The interface will be put into the _nifi-schema-registry-service-api_ module.
Whereas the implementations should be created in their respective modules, like
_nifi-confluent-schema-registry-service_ for Confluent.
h2. MessageNameResolver
In the case of Protobuf a single proto file may contain multiple message
entries. To understand what message to use for decoding, a message index is
usually encoded in the payload. And as with a schema reference, different
systems encode this index differently.
_MessageNameResolver_ will be a new _ControllerService_ that is going to
translate an encoded Protobuf message index into a Protobuf Message name that’s
later going to be used to find a correct Protobuf message for deserialization.
Similar to the _SchemaDefinitionProvider,_ the interface will be put into the
_nifi-schema-registry-service-api_ module. Schema Registry dependent
implementations will land into their respective modules. E.g.
_nifi-confluent-schema-registry-service_ for Confluent.
h2. ProtobufReader
Since the existing ProtobufReader extends {_}SchemaRegistryService{_}, we’ll
conform to that interface and add a new {_}Schema Access Strategy -
SCHEMA_DEFINITION_PROVIDER{_}.
The _createRecordReader_ method will be split in 2 branches. One for
_SCHEMA_DEFINITION_PROVIDER_ (new) and one for the rest (the existing one).

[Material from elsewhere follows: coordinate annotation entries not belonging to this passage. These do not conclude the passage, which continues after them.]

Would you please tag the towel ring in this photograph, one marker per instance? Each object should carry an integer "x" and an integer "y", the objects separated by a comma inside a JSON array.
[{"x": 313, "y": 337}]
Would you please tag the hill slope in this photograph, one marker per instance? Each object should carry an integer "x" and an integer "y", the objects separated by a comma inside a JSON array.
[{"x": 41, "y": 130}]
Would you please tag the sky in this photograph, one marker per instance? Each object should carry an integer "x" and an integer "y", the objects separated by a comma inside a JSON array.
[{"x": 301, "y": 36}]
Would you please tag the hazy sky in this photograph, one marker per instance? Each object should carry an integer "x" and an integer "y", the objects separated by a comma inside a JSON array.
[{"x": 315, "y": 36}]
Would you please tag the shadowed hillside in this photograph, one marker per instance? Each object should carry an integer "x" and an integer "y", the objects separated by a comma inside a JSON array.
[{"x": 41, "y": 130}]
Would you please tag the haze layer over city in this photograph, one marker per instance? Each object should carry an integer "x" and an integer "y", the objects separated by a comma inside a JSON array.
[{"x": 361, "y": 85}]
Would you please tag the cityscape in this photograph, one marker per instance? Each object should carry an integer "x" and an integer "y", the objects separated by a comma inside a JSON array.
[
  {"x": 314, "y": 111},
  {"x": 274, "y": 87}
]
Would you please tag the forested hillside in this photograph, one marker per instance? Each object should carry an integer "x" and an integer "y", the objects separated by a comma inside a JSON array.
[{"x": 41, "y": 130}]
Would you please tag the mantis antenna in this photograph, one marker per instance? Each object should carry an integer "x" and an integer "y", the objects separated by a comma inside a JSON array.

The _getSupportedPropertyDescriptors_ will be modified to define the new
properties, as well as to make the _SCHEMA_REFERENCE_READER_ depend on
_SCHEMA_DEFINITION_PROVIDER_ value.
Attribute modifications:
|*Attribute Name*|*Description*|*Value*|*Comment*|
|Schema Reference Reader|Service implementation responsible for reading
FlowFile attributes or content to determine the Schema Reference
Identifier.|<{_}SchemaReferenceReader{_}> impl|That’s going to be the existing
property in SchemaRegistryService.|
|Schema Definition Provider|A provider that will retrieve Protobuf schema
definitions.|<{_}SchemaDefinitionProvider{_}> impl|This is a new property,
available only when _Schema Access Strategy_ is _SCHEMA_DEFINITION_PROVIDER._|
|Message Name Resolver|Service implementation responsible for reading FlowFile
attributes or content to determine the name of a Protobuf message to use for
deserialization.|<{_}MessageNameResolver{_}> impl|This is a new property,
available only when _Schema Access Strategy_ is _SCHEMA_DEFINITION_PROVIDER._|
|Proto Directory, Message Type| | |*These properties will be hidden when*
*_Schema Access Strategy_* *is* *_SCHEMA_DEFINITION_PROVIDER._*
*Currently they’re mandatory.* |
|_Schema Caching parameters, like size and expiration_| | |These are new
properties, available only when _Schema Access Strategy_ is
_SCHEMA_DEFINITION_PROVIDER._|
h3. Custom Protobuf Loader
The wire’s
[SchemaLoader|https://github.com/square/wire/blob/master/wire-schema/src/jsMain/kotlin/com/squareup/wire/schema/SchemaLoader.kt]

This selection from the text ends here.